I’ve always taken great solace in the ephemeral nature of life. It reassures us that whatever pain we’re in, it won’t last forever, because no condition is permanent. As morbid as it may sound, even the impermanence of life itself has always brought me a sense of peace. No matter how insurmountable our problems may seem or how unbearable our hardships, we can comfort ourselves with the fact that one day we’ll all die and none of this will matter. (Unless you believe in an afterlife, but that’s between you and your god/gods/mythical pagan swamp creature—whatever deities you bow down to.) Dark, perhaps, but this understanding of our insignificance in the broader scheme of the universe, the transience of our existence, has always felt like a consolation in the face of life’s difficulties.
Of course, this ultra-zen, kumbaya, go-with-the-flow approach to change was all fine and dandy while I was clawing my way up from rock bottom, but now that I’ve made it out I’ve discovered that, along with the sunshine, fresh air, and scenic views, comes the very real possibility of stumbling ass over tea kettle (What does this expression mean? Why is this in my lexicon?) off the edge of the cliff. I’ve got this voice whispering in my ear, You did it! You made it! After all that struggle, is now really the best time to rock the boat? But a larger, more courageous part of me knows that I’ve been drifting along in this boat for years (I know, I know, I’m mixing metaphors—first it was a cliff, now it’s a boat—just try to keep up, okay?) and as I learned while sailing on Lake Michigan one fateful, stormy day—sometimes the only way to let go of that old, ill-equipped boat (the bow wasn’t sealed, for fuck’s sake) and finally make the move to a more sea-worthy vessel is to sink it beneath the waves in a thunderstorm and have a little faith that there’s something better out there. And hopefully you won’t be struck down by lightning before you find it. (We weren’t! Yay! And before you get on my case for sailing in a thunderstorm–we were performing a last-minute, emergency rescue because our rescue boats were out of the water.)
What I’m really referring to with all this talk of change is my impending cross-country move.
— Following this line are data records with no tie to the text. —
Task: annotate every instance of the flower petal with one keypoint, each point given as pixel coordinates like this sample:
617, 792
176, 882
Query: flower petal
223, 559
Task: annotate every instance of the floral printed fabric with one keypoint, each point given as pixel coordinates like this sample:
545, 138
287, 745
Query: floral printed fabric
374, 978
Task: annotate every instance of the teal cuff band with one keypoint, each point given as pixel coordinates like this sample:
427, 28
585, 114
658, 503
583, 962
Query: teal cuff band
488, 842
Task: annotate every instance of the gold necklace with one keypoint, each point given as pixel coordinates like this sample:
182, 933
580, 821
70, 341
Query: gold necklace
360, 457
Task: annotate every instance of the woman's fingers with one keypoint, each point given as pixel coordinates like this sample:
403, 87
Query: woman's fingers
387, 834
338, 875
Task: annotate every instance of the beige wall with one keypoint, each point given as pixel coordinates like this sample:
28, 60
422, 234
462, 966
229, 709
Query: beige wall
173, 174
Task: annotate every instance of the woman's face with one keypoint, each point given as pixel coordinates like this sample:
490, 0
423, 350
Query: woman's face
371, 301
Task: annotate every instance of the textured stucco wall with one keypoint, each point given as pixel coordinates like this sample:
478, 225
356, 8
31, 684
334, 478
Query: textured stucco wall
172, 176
The truth is—I’m scared shitless. I thought the new and improved me would handle this with grace and aplomb, like the grown-ass woman I imagined I’d become. Instead, I’m finding real appeal in the whole ostrich-style, head-in-the-sand, hide-under-the-covers-with-a-bottle-of-wine-and-write-panicked-emails-to-my-mother approach. It’s a bit of an inverse equation—the nearer I draw to this transition, the further I recede from any semblance of poise and maturity. I find myself growing defensive, ducking for cover and taking aim at each change looming on the horizon with a shotgun loaded with cynicism and contempt. I try to remind myself of my once-present (and wholly out of character) optimism in the face of change, that my resistance is just nerves amplified by a bout of spring-fever-induced anxiety and that everything will look better through the lens of restored sanity (whenever that decides to grace me with its merciful presence). But in the meantime, I’m trying really hard not to run the train off the tracks. I know this move is sorely needed—that I’ve been slogging along in this rut for years now and drastic measures are needed in order to move forward with my life, to escape this comfortable death and get on with the business of growth and progress—to really live, rather than merely exist. So I’m trying very hard not to buy into this particular, “Change is bad,” family motto. I’ve resisted it for so many years. I just have to keep reminding myself that change is growth, change is potential, change is excitement, change is good.